Il divorzio breve è legge: sei mesi per dirsi addio

Sarà breve, ma non proprio istantaneo. Per dirsi addio e arrivare allo scioglimento del matrimonio dovrà passare un periodo minimo di sei mesi dalla separazione. Periodo che raddoppia a un anno se invece della procedura consensuale si è scelta quella giudiziale.

In ogni caso, un taglio dei tempi non indifferente , visto che ora l’attesa tra la separazione e il divorzio è di tre anni (era addirittura di cinque quando nel 1970 fu approvata la legge 898). Una svolta celebrata ufficialmente anche da un tweet del premier, Matteo Renzi, che sul suo account ha cinguettato «Il divorzio breve è legge. Un altro impegno mantenuto. Avanti, è la #voltabuona».
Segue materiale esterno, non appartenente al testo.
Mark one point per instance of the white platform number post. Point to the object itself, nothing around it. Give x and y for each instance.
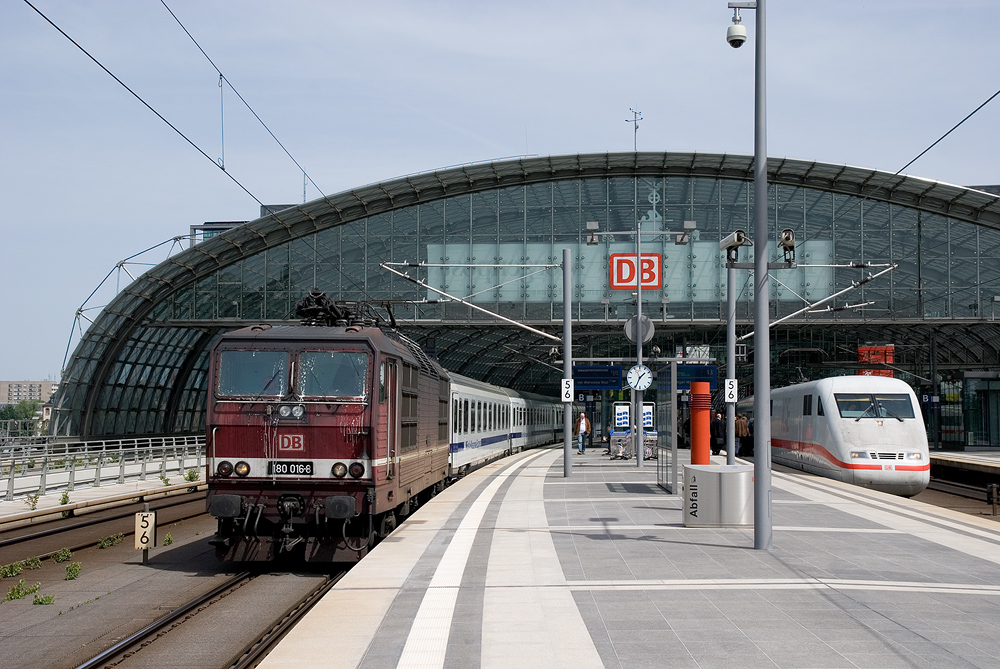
(567, 393)
(145, 532)
(731, 393)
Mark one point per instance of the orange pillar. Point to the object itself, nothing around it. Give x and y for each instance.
(701, 418)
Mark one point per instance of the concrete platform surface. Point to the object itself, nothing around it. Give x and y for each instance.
(516, 566)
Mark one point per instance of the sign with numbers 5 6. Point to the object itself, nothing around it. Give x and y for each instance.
(567, 390)
(145, 530)
(731, 394)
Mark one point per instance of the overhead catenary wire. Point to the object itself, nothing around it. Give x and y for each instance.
(140, 99)
(222, 77)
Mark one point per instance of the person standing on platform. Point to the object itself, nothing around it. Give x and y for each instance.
(742, 428)
(581, 428)
(717, 430)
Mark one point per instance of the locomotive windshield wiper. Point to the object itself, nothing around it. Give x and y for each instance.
(268, 383)
(870, 407)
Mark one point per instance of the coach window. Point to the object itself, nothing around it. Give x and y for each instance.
(381, 382)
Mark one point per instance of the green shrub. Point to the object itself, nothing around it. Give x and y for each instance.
(73, 570)
(31, 501)
(19, 590)
(109, 541)
(12, 569)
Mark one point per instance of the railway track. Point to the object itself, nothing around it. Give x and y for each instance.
(79, 532)
(142, 648)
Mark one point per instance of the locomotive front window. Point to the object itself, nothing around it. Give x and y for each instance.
(879, 405)
(253, 373)
(332, 373)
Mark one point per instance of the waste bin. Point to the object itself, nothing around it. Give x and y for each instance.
(718, 495)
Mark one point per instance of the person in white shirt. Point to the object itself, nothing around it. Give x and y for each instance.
(581, 428)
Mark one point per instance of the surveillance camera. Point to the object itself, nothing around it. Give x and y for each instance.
(734, 240)
(736, 35)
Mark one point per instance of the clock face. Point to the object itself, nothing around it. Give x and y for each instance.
(639, 377)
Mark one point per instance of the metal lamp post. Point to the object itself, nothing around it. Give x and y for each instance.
(762, 347)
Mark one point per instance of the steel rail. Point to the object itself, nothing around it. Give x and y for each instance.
(135, 639)
(176, 501)
(256, 651)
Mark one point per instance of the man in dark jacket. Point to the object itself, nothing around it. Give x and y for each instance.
(717, 430)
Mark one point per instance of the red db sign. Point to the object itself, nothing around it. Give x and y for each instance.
(623, 270)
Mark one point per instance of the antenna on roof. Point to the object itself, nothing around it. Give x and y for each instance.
(636, 117)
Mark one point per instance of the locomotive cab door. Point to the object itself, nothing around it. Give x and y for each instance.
(390, 386)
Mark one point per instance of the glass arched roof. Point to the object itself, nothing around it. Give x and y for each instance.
(141, 367)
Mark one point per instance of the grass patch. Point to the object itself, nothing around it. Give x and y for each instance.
(109, 541)
(20, 590)
(73, 570)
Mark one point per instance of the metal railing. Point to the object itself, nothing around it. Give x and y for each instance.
(34, 466)
(18, 429)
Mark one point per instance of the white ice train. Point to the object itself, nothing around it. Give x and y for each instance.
(865, 430)
(488, 421)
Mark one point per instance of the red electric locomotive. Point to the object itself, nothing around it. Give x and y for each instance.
(320, 438)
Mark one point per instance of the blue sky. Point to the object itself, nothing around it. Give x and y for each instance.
(363, 92)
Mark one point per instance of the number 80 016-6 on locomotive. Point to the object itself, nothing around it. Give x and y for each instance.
(320, 438)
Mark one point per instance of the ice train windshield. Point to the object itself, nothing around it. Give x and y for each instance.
(877, 405)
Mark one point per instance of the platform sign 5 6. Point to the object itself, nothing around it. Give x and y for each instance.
(145, 530)
(623, 270)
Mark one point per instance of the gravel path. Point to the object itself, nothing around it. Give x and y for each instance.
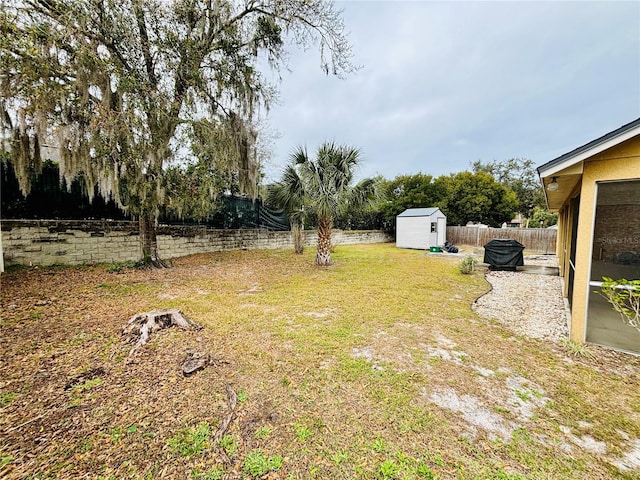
(529, 304)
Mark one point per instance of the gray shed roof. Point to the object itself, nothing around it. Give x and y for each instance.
(419, 212)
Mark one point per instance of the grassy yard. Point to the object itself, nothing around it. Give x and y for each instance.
(374, 368)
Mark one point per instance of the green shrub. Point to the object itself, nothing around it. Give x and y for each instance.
(467, 265)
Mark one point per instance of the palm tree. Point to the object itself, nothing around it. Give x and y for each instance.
(288, 194)
(323, 186)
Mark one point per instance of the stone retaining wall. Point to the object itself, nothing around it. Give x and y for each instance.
(48, 242)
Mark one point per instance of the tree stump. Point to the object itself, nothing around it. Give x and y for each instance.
(140, 327)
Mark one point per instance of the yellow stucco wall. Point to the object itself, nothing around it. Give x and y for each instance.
(619, 163)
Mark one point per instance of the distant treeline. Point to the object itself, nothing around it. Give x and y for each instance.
(50, 198)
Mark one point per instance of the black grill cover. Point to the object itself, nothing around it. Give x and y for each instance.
(503, 253)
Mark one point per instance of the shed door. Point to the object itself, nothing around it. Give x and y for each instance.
(442, 230)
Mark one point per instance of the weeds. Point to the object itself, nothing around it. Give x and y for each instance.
(262, 433)
(191, 441)
(467, 265)
(7, 398)
(256, 464)
(577, 349)
(302, 432)
(214, 473)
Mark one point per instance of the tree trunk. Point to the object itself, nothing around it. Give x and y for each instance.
(296, 233)
(149, 242)
(325, 226)
(140, 327)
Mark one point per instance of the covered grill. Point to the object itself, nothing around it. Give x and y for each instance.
(503, 254)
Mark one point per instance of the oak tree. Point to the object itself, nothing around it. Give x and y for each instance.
(120, 90)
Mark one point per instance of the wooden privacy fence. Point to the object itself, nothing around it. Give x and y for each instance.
(537, 239)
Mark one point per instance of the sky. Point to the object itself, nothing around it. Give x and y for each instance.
(444, 84)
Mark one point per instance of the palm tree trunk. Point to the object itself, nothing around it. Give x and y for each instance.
(149, 242)
(325, 226)
(296, 233)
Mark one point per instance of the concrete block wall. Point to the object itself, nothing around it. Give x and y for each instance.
(48, 242)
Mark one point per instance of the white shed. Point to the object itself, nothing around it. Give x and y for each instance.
(421, 228)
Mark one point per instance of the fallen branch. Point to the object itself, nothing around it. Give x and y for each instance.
(140, 327)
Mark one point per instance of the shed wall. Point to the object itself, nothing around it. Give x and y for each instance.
(415, 232)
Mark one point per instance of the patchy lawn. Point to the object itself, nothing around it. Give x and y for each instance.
(373, 368)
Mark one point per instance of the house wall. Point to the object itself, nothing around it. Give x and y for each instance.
(48, 242)
(415, 232)
(618, 163)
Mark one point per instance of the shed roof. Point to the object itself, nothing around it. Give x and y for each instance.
(419, 212)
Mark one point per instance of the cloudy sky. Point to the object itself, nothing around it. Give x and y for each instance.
(444, 84)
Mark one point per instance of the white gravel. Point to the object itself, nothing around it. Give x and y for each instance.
(527, 303)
Sino a ieri, per la richiesta di divorzio, era previsto che fossero trascorsi tre anni dalla comparizione delle parti alla prima udienza di separazione (la cosiddetta udienza presidenziale). Indipendentemente dal fatto che la separazione fosse stata giudiziale o consensuale, purché ovviamente la separazione fosse stata definita (con l’omologa in caso di consensuale e con sentenza passata in giudicato in caso di giudiziale).
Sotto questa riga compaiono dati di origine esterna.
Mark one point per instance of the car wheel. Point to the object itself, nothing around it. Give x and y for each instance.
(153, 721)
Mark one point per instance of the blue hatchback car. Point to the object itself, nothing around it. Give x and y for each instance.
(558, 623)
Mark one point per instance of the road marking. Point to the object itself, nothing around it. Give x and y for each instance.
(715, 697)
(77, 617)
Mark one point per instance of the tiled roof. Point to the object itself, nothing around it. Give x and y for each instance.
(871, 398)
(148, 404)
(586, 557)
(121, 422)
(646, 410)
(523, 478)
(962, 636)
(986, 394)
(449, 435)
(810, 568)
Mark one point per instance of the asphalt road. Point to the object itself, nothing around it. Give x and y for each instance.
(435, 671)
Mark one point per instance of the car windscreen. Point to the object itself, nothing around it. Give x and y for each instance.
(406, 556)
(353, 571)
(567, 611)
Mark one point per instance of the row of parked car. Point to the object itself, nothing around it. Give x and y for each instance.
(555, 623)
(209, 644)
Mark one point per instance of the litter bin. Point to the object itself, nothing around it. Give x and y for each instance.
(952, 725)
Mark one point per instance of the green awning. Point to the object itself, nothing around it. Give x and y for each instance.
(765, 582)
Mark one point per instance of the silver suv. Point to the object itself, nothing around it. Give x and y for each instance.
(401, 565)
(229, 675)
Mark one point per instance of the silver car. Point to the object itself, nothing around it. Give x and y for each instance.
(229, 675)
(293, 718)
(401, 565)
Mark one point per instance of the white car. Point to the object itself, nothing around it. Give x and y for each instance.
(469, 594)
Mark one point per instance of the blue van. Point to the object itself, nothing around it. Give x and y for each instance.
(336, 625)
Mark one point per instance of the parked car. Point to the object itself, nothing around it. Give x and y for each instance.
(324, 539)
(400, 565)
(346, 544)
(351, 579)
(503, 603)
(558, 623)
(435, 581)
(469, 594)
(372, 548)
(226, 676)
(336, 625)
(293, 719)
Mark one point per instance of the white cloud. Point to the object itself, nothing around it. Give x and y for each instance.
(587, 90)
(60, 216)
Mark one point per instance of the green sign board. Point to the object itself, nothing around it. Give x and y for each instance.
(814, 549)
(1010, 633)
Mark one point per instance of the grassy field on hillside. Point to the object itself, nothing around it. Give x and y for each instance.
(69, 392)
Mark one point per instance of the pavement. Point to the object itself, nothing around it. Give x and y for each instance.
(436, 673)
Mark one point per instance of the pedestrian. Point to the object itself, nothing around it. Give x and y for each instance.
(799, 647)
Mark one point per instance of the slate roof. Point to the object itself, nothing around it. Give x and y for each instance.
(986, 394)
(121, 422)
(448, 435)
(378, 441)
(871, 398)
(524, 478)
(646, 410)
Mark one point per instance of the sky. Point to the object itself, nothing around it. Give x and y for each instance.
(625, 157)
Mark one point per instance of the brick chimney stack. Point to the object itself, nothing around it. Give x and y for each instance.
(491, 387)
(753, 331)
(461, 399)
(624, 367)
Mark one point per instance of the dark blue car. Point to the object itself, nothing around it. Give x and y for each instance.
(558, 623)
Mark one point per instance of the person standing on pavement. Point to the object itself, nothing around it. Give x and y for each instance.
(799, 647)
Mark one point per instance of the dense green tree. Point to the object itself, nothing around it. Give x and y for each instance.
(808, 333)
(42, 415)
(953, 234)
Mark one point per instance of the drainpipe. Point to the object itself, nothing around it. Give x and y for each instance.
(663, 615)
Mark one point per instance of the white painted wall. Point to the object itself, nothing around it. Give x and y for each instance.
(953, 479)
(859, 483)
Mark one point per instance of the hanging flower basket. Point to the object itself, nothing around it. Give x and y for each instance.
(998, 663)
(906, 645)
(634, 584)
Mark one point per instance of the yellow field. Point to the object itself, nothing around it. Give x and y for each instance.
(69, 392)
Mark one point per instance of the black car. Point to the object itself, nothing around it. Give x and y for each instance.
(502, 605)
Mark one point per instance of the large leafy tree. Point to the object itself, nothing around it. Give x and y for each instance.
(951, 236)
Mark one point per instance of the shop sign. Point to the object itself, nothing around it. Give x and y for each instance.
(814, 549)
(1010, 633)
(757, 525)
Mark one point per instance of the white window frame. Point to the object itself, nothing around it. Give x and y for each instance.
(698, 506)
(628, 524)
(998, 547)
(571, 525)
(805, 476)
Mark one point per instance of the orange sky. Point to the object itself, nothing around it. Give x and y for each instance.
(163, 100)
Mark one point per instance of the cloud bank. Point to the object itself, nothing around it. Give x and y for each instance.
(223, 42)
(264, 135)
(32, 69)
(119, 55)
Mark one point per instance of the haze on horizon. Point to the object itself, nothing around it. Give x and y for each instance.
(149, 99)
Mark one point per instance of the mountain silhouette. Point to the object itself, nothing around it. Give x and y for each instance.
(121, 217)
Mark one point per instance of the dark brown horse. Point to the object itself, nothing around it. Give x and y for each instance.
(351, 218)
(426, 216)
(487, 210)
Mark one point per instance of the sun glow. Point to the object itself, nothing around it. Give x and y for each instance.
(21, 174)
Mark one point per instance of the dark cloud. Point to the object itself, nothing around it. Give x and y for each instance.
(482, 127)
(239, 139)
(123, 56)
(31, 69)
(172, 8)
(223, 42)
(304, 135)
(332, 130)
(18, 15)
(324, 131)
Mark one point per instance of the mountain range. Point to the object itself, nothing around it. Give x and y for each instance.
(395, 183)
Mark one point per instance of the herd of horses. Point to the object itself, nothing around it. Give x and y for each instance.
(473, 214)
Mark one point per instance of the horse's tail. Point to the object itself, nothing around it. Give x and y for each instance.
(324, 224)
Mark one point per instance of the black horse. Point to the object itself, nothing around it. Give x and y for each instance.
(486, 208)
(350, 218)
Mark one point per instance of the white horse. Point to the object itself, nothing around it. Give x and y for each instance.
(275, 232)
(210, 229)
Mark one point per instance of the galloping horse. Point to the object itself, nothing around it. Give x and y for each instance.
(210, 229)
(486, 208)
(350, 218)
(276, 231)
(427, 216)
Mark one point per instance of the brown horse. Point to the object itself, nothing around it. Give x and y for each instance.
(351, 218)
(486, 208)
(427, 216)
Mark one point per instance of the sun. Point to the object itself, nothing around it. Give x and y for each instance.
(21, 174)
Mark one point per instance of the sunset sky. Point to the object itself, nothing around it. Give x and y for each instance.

La riforma, da applicarsi anche ai giudizi in corso, interviene:

sulla durata di tale termine, accorciandolo a sei mesi in caso di separazione consensuale e a un anno in caso di separazione giudiziale;

sulla sua decorrenza, anticipandola (in caso di separazione consensuale alla data del deposito del ricorso congiunto e, in caso di separazione giudiziale, alla data della notifica all’altro coniuge del ricorso).

La nuova normativa, evidentemente, rappresenta un compromesso rispetto alla richiesta di introdurre, anche nel nostro ordinamento, il divorzio immediato (ovvero senza il previo passaggio attraverso la separazione). Essa infatti, lasciando invariato l’iter separazione-divorzio, si limita a ridurre il termine del cosiddetto ripensamento, previsto ai tempi dell’introduzione della legge sul divorzio (all’inizio era di cinque anni, poi ridotti a tre con la riforma del 1987) al fine di favorire la riconciliazione dei coniugi e scongiurare il divorzio.
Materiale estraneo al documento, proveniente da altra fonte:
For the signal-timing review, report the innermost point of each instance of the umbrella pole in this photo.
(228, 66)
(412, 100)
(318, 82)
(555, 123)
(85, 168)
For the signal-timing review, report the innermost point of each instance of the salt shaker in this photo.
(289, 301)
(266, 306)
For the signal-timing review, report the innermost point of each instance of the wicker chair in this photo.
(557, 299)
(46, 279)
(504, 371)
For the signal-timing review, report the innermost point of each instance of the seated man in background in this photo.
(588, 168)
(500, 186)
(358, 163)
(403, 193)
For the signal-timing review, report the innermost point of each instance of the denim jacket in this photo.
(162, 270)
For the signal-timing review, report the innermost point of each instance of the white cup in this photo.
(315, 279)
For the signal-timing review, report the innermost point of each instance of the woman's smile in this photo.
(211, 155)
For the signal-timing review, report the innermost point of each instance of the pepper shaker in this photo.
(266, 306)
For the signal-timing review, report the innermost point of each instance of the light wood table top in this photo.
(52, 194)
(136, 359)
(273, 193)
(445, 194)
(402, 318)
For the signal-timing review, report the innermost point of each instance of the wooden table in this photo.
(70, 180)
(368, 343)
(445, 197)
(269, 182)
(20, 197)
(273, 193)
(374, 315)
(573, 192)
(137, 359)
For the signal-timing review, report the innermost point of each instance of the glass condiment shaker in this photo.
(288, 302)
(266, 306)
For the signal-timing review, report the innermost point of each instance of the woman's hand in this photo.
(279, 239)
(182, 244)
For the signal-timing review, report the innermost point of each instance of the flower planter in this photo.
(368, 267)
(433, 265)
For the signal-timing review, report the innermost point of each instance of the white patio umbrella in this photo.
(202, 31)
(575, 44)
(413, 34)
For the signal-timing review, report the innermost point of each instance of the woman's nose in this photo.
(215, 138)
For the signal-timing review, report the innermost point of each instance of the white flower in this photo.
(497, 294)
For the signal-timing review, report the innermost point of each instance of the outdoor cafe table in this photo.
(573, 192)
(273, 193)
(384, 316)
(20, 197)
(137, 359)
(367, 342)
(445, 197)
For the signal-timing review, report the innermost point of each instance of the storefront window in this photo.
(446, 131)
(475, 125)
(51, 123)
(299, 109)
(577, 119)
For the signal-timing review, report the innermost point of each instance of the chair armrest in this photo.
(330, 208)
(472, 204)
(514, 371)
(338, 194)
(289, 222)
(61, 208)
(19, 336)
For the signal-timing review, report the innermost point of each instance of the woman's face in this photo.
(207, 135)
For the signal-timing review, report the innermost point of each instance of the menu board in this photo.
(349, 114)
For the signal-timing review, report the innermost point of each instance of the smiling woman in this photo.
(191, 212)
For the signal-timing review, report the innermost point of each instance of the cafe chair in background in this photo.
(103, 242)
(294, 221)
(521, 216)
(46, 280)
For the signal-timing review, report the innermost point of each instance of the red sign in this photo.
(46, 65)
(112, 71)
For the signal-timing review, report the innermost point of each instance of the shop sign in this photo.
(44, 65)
Sotto il profilo pratico, in caso di separazioni consensuali, stante l’anticipazione della decorrenza del termine al deposito del ricorso e la sua riduzione a sei mesi, si avrà spesso, se non sempre, una coincidenza tra il momento dell’omologa della separazione e il momento in cui si potrà depositare il ricorso per divorzio. Ciò renderà ancora più incomprensibile l’iter obbligato di separazione e divorzio per il cittadino che vorrà addivenire, a conclusione della propria crisi coniugale, al divorzio. Va considerato che una parte significativa di separati non chiede mai il divorzio; è ragionevole pensare che, per una parte dell’utenza, ciò sia dovuto ai costi e alla complessità dell’iter imposto dalla legge per ottenere il divorzio.

Quanto alle separazioni giudiziali, di durata spesso superiore a un anno, va da sé che la riduzione del termine a un anno comporterà che, a fronte della pronuncia della separazione in corso di causa e del suo passaggio in giudicato, la domanda di divorzio verrà proposta quando sarà ancora in corso la causa di separazione sulle questioni accessorie (affidamento dei figli, mantenimento dei figli e del coniuge eccetera; si parla in questo caso di sentenza non definitiva, perché non definisce il giudizio), il che provocherà una sovrapposizione di giudizi. Il legislatore, conscio di ciò, ha previsto che la causa di divorzio dovrà essere assegnata al giudice della separazione. È evidente tuttavia che tale sovrapposizione di giudizi provocherà, oltre che una congestione dei tribunali, una più complessa gestione dell’iter giudiziale con cui addivenire al divorzio.